Coercion in the workplace can certainly get things done. It can even yield more productivity in some cases. This type of ‘direct action management’, i.e. ‘kicking’ people to do what is required of them. Such an approach to motivation would be like kicking a dog each time you want it to move. Likewise, you can charge an individual’s battery, and keep on charging and recharging it to get things done, but it is only when that individual has his own generator that we can talk about ‘self-motivation’, the internal generator that automatically recharges employees batteries.
Through good Human Resource Management and practices this self-motivation chip can be instilled in the organizational behavior leading to excelling performance. The HR department can develop a bundle of systems that can together create a highly motivational culture such as:
Reducing Time Spent at Work: The goal here is to help employees work smarter rather than harder, and establish a life-work balance for more job satisfaction. It is a marvelous way of motivating people to work by getting them off their jobs before they become some kind of punishment. An interesting variant of this approach is development of an off-hour recreation programs for employees to relax in the workplace. The Japanese are far advanced in this than any other country. Gymnasiums which are nowadays part of any organization’s premises, allow employees to even take a nap or just sniff pure oxygen during their lunch breaks. This approach encourages informal team activities and spirit to spread at the workplace. The paradox here is that the more motivated people become, the more work and working hours they would seek!
Fringe Benefits: Businesses have probably outdone the most welfare-minded of welfare states in dispensing cradle-to-grave adoption of their employees. The cost of fringe benefits has reached approximately 30-35% in average of the total wages nowadays. People spend less time working for more money and more security than ever before despite the economic turbulence. The problem is that these benefits are no longer considered rewards, but are now taken as granted as part of compensation packages.
Human Relations Training: Thirty years ago one ‘please’ was enough when requesting the employees not to infringe the regulations. Today, the same admonition requires three ‘pleases’ before the employee feels that his superior has demonstrated the psychologically proper attitudes towards him. An advanced form of human relations, sensitivity training, teamwork, diversity management training is more needed than ever in order to harmonize human interaction in the workplace. If done correctly, this kind of training will be translated into positive, constructive employees’ attitudes towards their organizations, their jobs, and their supervisors.
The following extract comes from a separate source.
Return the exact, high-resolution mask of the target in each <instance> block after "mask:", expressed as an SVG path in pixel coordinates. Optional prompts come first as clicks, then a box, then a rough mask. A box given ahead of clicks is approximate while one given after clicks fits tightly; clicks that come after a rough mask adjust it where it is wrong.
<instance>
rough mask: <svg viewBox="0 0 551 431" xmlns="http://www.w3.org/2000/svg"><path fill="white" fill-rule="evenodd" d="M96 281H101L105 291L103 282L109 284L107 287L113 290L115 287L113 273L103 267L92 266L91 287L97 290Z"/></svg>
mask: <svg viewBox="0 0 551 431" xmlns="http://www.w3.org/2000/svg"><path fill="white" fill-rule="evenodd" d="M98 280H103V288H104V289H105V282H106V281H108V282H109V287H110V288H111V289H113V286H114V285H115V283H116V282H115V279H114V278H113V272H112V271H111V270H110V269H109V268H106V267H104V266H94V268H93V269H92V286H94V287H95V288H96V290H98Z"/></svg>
Sensitivity Training: A more serious attempt to help the individual understand himself and others, trust and cooperate more effectively with others. A lot of this training success and effectiveness and applicability depend on transparency and open communication channels that encourage efficient flow of information throughout the whole organization. Briefing sessions, group meetings, follow-up and progress reports, and organizational events and celebrations are proper venues to accomplish this objective.
Job Participation: What I mean here is giving employees an opportunity to design their own jobs and become accountable for doing them. Job participation also means ‘getting the big picture’ and thus escalating the role of the individual in the organization, i.e. if the employee is tightening 10,000 nuts a day on the assembly line, tell him he is building a Chevrolet. Another approach aims at giving the employee a ‘feeling’ that he is determining, in some measure, what he does on his job, i.e. provide a ‘sense’ of achievement in his task.
Employees Counseling: Back in the early thirties, when Hawthorn experimented with Western Electric Company, it was found that employees harbored irrational feelings that were interfering with the rational operation of the factory. Therefore, counseling was used as means of letting the employees unburden themselves by talking to someone about their problems. Traditional techniques since then have improved tremendously and the prime responsibility of direct supervisors rather than outside counselors, except when there are major psychological problems that requires specialized professional expert help.
To conclude, Herzberg when conducting a research on job satisfaction and job dissatisfaction on a sample of 1,685 employees, had found out that that their satisfaction is derived from ‘a job related’ factors that are directly influencing their feelings (81%) and only (69%) of their job dissatisfaction is caused by ‘job context’ factors such as the style of management, policies and procedures, the workplace, and the members of the team.